Die oben dargestellten Maßnahmen können durch Kostensenkungen, Verfahrensbeschleunigungen und Effizienzsteigerungen in der öffentlichen Verwaltung, der Gerichtsbarkeit und im Bereich der Sozialversicherungen erreicht werden, wie sie nun endlich teilweise geplant sind. zB: Sozialversicherungsträger zusammenführen, Mehrfachversicherungen abschaffen, Verwaltungsverfahren vereinfachen, leistungsrechte Entlohnung in der Verwaltung auf Basis von Leistungsmessung, Abschaffung der Pragmatisierung in vielen Bereichen, etc.

10. Entkriminalisierung des Wirtschaftsrechts

Überzogene Regelungen im Wirtschafts- und Korruptionsstrafrecht ebenso wie im Arbeits- und Verwaltungsstrafrecht müssen dringend entschärft und entrümpelt werden.


Zur Person:

Michael Tillian (45) blickt bereits auf eine spannende Karriere zurück.

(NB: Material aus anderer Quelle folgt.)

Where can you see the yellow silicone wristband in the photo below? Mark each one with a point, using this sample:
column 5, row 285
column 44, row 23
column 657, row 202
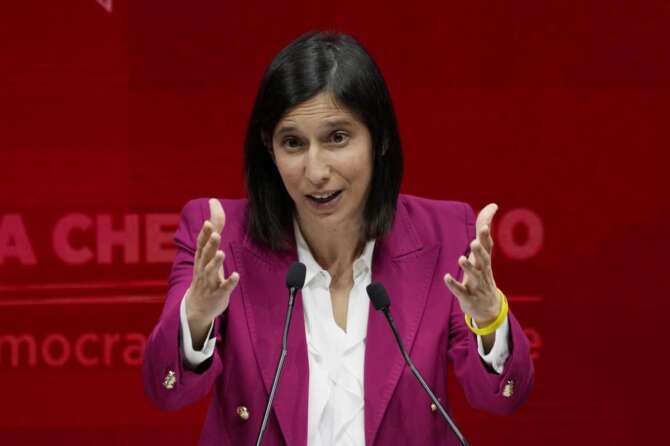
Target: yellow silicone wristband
column 493, row 326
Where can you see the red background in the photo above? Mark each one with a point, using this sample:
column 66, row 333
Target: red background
column 559, row 107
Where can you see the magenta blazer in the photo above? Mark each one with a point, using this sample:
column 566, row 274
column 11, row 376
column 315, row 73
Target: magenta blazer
column 425, row 242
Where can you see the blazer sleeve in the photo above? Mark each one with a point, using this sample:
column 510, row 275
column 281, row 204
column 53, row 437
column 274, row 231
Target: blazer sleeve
column 484, row 389
column 167, row 381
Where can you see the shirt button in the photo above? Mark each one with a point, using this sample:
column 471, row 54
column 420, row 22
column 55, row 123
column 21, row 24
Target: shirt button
column 508, row 390
column 242, row 412
column 170, row 380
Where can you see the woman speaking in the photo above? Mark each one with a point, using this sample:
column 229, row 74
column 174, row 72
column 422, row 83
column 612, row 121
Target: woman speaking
column 323, row 166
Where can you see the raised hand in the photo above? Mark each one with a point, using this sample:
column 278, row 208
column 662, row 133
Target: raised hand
column 477, row 294
column 210, row 290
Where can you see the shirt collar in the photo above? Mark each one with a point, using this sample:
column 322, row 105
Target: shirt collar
column 361, row 264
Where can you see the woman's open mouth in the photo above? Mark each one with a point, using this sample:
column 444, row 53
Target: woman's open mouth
column 321, row 199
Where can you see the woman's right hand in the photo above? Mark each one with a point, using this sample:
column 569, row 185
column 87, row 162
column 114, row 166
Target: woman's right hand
column 210, row 290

Nach einer Manager-Karriere bei der Styria und einer Tätigkeit als Anwalt bei DLA Piper wurde der Jurist Vorstand der Regionalmedien Austria AG, die in ganz Österreich Wochenzeitungen verlegt (u.a. Bezirksblätter). Später übernahm Tillian die Verantwortung für die nationalen Styria-Tageszeitungen “Die Presse” und “WirtschaftsBlatt” als Vorsitzender der Geschäftsführung. 2014 wurde er im Rahmen eines Management-Buy-in geschäftsführender Gesellschafter des Technologie- und Medienunternehmens MaxFun Sports. Im Mai 2017 beteiligte sich Tillian im Rahmen des Management-Buy-out auch am Brutkasten. Seit 2017 ist er CEO der Russmedia International AG, welche mit 15 % am Brutkasten beteiligt ist.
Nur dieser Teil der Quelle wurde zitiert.